If you use G Suite  — Google’s paid application set that includes Gmail, Docs, Drive, and Calendar for organizations — then you can employ a little-known feature that lets you set expiration dates for shared Google Drive files. The ability to set an expiration on a shared file is useful for temporarily sharing data with other teams or outside contractors without granting them indefinite access. It’s also great for sharing drafts of collaborative projects, so that you can ensure that no one on your team inadvertently accesses an out-of-date copy of your data.
You can always manually unshare a file, of course, but you would need to remember to do so for each and every shared file. If you’re sharing lots of files with lots of different people, this can quickly become impractical, and that’s where setting automatic expiration dates as you initially share the files really comes in handy. So here’s how to set expiration dates on shared Google Drive files.

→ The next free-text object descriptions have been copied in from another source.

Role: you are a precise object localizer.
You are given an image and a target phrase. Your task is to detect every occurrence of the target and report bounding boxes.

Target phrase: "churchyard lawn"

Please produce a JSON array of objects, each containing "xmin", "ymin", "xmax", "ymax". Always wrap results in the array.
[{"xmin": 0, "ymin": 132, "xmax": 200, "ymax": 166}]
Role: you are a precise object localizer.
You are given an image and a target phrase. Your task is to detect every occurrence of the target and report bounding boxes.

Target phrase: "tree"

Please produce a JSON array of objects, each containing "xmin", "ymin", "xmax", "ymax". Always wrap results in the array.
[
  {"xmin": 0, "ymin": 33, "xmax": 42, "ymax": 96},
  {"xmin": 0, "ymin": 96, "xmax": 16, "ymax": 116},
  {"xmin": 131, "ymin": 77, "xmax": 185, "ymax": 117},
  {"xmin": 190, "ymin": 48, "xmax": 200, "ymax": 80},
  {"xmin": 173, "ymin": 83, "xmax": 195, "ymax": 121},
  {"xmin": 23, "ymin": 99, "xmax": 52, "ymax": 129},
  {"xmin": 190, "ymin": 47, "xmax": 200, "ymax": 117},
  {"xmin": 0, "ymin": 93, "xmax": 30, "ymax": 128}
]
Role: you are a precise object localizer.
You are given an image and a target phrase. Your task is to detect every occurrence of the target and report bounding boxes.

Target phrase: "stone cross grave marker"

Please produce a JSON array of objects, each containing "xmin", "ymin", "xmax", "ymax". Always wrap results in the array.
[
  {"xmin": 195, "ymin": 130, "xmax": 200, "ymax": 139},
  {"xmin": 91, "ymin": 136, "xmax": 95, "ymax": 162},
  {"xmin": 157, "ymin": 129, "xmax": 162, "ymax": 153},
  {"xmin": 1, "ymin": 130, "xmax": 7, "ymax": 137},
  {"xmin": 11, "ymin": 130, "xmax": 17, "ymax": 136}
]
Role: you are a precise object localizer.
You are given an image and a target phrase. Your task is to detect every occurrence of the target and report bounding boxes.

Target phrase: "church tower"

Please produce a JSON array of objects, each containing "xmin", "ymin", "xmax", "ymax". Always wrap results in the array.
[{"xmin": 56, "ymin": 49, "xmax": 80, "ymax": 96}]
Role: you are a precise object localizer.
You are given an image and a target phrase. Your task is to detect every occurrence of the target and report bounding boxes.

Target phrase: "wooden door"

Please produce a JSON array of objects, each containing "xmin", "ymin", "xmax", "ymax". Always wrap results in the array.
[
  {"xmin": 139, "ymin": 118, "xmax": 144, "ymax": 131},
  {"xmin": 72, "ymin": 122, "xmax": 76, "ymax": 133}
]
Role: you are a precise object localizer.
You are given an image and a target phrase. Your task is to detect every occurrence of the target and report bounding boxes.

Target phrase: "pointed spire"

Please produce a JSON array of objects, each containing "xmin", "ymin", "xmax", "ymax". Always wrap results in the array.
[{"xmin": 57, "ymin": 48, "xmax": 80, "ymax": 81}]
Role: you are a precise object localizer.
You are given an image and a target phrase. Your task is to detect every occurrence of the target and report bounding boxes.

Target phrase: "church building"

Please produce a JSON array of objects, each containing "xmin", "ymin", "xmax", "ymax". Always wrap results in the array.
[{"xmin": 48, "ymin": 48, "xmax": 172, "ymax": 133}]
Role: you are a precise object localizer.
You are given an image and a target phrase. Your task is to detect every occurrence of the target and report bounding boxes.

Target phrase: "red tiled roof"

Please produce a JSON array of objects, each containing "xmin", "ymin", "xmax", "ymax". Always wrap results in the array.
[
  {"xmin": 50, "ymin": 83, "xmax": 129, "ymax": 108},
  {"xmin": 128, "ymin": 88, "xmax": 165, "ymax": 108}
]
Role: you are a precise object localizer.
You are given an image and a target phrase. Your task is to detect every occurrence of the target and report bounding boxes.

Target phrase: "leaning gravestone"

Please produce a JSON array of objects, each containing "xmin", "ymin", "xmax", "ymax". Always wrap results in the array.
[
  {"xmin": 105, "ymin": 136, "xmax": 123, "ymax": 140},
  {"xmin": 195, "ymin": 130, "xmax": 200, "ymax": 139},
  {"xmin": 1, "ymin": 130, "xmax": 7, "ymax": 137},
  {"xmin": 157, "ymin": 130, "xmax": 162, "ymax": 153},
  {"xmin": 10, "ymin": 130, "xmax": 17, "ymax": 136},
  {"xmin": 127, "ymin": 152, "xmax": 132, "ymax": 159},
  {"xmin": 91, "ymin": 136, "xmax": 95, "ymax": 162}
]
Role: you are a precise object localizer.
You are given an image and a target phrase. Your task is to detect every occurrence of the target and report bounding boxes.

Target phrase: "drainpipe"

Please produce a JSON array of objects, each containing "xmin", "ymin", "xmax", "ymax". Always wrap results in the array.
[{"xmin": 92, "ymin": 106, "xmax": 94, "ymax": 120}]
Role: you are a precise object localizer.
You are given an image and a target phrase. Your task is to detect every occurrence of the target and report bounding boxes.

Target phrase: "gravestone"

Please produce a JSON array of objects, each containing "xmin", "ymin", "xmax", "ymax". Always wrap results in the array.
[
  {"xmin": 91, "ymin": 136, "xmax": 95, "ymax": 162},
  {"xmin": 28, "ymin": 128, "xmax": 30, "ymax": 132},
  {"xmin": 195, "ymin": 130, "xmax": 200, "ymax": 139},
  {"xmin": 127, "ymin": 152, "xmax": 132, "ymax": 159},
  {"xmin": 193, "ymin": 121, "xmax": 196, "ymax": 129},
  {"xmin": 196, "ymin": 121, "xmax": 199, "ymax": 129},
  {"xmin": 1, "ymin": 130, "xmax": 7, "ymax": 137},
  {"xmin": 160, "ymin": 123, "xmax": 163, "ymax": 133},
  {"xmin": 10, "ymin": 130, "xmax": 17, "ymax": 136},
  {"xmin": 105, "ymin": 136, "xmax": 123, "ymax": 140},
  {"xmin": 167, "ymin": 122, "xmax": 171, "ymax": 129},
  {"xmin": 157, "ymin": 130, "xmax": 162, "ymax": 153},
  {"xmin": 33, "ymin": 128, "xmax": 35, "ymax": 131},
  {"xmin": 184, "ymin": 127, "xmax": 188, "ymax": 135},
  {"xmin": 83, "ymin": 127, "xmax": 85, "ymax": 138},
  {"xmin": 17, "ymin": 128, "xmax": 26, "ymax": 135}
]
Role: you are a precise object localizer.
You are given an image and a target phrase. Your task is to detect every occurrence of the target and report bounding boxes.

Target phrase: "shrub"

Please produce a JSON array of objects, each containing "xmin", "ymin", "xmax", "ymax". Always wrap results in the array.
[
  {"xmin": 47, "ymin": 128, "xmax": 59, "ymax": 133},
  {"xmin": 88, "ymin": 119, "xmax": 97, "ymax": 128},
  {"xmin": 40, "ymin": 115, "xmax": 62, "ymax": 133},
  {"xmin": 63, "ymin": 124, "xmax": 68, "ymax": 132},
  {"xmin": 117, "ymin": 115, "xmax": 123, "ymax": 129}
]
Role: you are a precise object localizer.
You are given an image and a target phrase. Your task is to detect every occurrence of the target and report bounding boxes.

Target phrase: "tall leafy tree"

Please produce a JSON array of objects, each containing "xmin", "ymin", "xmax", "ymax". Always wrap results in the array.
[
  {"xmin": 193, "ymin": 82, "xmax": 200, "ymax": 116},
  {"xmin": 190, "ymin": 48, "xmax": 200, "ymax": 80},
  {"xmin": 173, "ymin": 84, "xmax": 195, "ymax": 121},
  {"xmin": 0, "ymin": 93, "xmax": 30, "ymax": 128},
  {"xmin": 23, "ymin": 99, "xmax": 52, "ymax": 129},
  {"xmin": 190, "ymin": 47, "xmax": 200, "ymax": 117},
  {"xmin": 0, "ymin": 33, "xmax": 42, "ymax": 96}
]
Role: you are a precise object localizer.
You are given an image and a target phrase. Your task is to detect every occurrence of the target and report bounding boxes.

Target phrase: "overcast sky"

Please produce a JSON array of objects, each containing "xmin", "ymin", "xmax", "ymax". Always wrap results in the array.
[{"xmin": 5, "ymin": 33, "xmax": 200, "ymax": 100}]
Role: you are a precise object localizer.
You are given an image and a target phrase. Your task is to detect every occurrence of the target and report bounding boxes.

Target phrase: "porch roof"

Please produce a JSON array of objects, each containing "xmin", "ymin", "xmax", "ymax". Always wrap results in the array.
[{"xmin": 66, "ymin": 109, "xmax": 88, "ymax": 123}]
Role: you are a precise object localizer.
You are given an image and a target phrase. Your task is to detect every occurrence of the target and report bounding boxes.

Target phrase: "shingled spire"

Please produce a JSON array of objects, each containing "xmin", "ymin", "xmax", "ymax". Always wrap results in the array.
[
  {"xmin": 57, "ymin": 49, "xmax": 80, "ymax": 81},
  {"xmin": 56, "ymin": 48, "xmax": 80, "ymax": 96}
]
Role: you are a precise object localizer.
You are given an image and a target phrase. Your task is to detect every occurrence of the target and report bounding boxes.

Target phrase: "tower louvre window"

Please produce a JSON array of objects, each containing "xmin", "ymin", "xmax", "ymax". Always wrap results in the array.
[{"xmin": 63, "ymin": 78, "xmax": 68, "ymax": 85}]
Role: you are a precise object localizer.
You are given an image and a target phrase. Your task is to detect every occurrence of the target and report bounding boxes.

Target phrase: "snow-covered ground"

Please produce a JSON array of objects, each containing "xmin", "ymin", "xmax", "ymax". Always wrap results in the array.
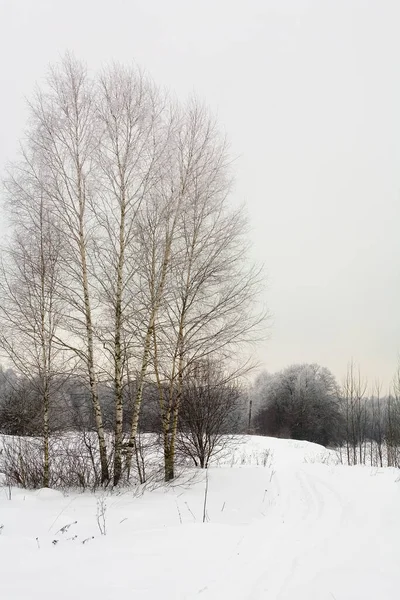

Limitations of Expiration Dates for Shared Google Drive Files
First, let’s make clear that the automatic expiration date feature is currently only available for users of the paid G Suite service. This isn’t available for free Google account users or those still on the legacy free edition of G Suite .
Also note that the above limitation relates only to the ability to set shared Google Drive expiration dates. The users to whom you’re sharing a file with an expiration date do not need to have a paid G Suite account or be part of your G Suite organization (although you will need to make sure they have the correct permissions for your shared files, discussed further below).
Setting an Expiration Date for a Shared Google Drive File
To get started, log into your Google Drive , making sure to use the correct G Suite account.
Once you’re logged in, locate the file you wish to share and right-click (or Control-click for Mac users) on the file. Select Share from the menu that appears.
Alternatively, if you already have the file open, you can click the Share button in the upper-right corner.
With either method, a new Share with others window will appear. If the document is already shared without an expiration date with an existing contact, click the Shared with… text below the entry box. If you need to share the document for the first time, enter the contact name or email address of the desired users, making sure that their permissions are set to Edit or lower (you can’t set an expiration for users who are designated with Owner-level permissions).
Once you have the file shared with the appropriate users, click the Shared with text above or the Advanced button in the lower-right corner. From the list of users that appears, hover your cursor over one of the users and you’ll see a stopwatch/clock icon appear.
Click that icon and then select the desired expiration period from the drop-down menu next to Access expires:
There are default options of 7 and 30 days, but you can select Custom Date to enter any expiration date you wish. The only caveat is that there is no ability to set a specific expiration time. The file will always expire at the time it is shared on the designated date.
Once you’re done, be sure to click the blue Save changes button to enable the automatic expiration date. Once that date is reached, your user will no longer have access to the file. To prevent them from downloading it and circumventing your expiration settings, make sure that their permissions are set to either View or Comment and then check the box at the bottom of the sharing window labeled Disable options to download, print, and copy for commenters and viewers.
You can adjust or cancel the sharing expiration by returning to this menu, clicking the clock icon again, and then click Cancel expiration.
I Have G Suite But I Don’t See the Clock Icon
If you followed these steps on your account but you’re not seeing the clock/stopwatch icon as described above, then it’s likely that you don’t have a compatible G Suite account. As mentioned previously, Google unfortunately limits the creation of shared file expiration dates to users of the current G Suite service.
Also unfortunately, Google hasn’t been very clear about the changes to its service over the years, so even if you have a G Suite account, it may have been created under Google’s “legacy” G Suite service and isn’t compatible with this feature. Confusing, isn’t it?
But remember, you only need a modern G Suite account to create expiration dates for shared files. As long as you have that compatible account, you can share with and configure expiration dates for any type of Google account, both inside and outside of your organization.